Central Huijin was transferred in 2007 to the China Investment Corporation, which had been set up to invest part of the country’s foreign exchange reserves in the stock market. The move was controversial, in part because it involved issuance of bonds to compensate the central bank for the transfer. China Investment promised that it would collect enough dividends from the banks to make payments on the bonds.

As a result of that promise, the big Chinese banks have been paying out roughly half of their earnings in dividends since then, compared with only 10 to 12 percent for many industrial companies. That has slowed the banks’ ability to comply with regulators’ demands to build capital reserves.

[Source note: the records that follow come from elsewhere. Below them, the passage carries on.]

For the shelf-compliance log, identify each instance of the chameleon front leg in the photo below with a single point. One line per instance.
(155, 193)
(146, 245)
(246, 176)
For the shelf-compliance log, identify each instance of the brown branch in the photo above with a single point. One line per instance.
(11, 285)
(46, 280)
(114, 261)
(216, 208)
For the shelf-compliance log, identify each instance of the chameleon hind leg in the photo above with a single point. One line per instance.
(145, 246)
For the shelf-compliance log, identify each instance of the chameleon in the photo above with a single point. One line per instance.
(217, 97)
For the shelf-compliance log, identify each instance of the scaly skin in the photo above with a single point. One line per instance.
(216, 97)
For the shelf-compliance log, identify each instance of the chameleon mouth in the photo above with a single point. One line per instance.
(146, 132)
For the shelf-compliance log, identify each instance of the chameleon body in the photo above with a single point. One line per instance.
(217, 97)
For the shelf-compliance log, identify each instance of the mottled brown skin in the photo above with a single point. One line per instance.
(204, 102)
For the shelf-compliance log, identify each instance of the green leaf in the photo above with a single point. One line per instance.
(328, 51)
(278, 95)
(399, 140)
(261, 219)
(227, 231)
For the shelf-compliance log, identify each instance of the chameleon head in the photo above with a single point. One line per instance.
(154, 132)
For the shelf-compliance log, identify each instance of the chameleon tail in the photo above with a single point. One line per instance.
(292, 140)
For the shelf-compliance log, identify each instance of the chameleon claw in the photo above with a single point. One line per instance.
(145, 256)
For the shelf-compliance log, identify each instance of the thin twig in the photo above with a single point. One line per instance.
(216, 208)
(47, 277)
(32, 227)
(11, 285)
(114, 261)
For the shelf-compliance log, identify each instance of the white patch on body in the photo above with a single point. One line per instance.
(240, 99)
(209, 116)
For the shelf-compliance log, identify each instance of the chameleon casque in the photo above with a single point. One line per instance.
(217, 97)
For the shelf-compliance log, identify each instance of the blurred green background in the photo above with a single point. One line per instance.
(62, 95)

The high dividend payouts, in conflict with the need to raise capital, have started to prompt grumbling by Chinese bank executives. Xiang Junbo, the chairman of the Agricultural Bank of China, was quoted in July by The Study Times, a weekly publication controlled by the Communist Party School, as saying that the country’s big banks “should avoid high levels of dividend payments while we are frequently going to the market for fund-raising exercises.”

But Lou Jiwei, the chairman of the China Investment Corporation, has said that Central Huijin needs 300 million renminbi a day, or $47 million, just to pay the interest on the bonds issued to compensate the central bank. Central Huijin cannot easily sell its shares in the banks to raise money for servicing that debt, because this would increase the number of shares in public circulation and could further depress the stock prices.

The announcements by the big four banks reversed a slide in their share prices earlier in the day. They posted small gains by the close, except for China Construction Bank; it fell 0.21 percent on the day, closing at 4.83 Hong Kong dollars, but was up from earlier lows.

Another worry for the banks lies in their exposure to special borrowing units of local governments. China’s National Audit Office said at the end of June that those loans — mainly for infrastructure projects that helped China spend its way out of the global economic downturn — had totaled 10.7 trillion renminbi, or $1.7 trillion, by the end of 2010.

The debt burden from those loans is putting heavy pressure on local governments to raise the fees for water, sewage and other municipal services that were greatly improved with the loans, but which continue to be provided to the public for less than their cost, Mr. Lardy, of the Peterson Institute, said.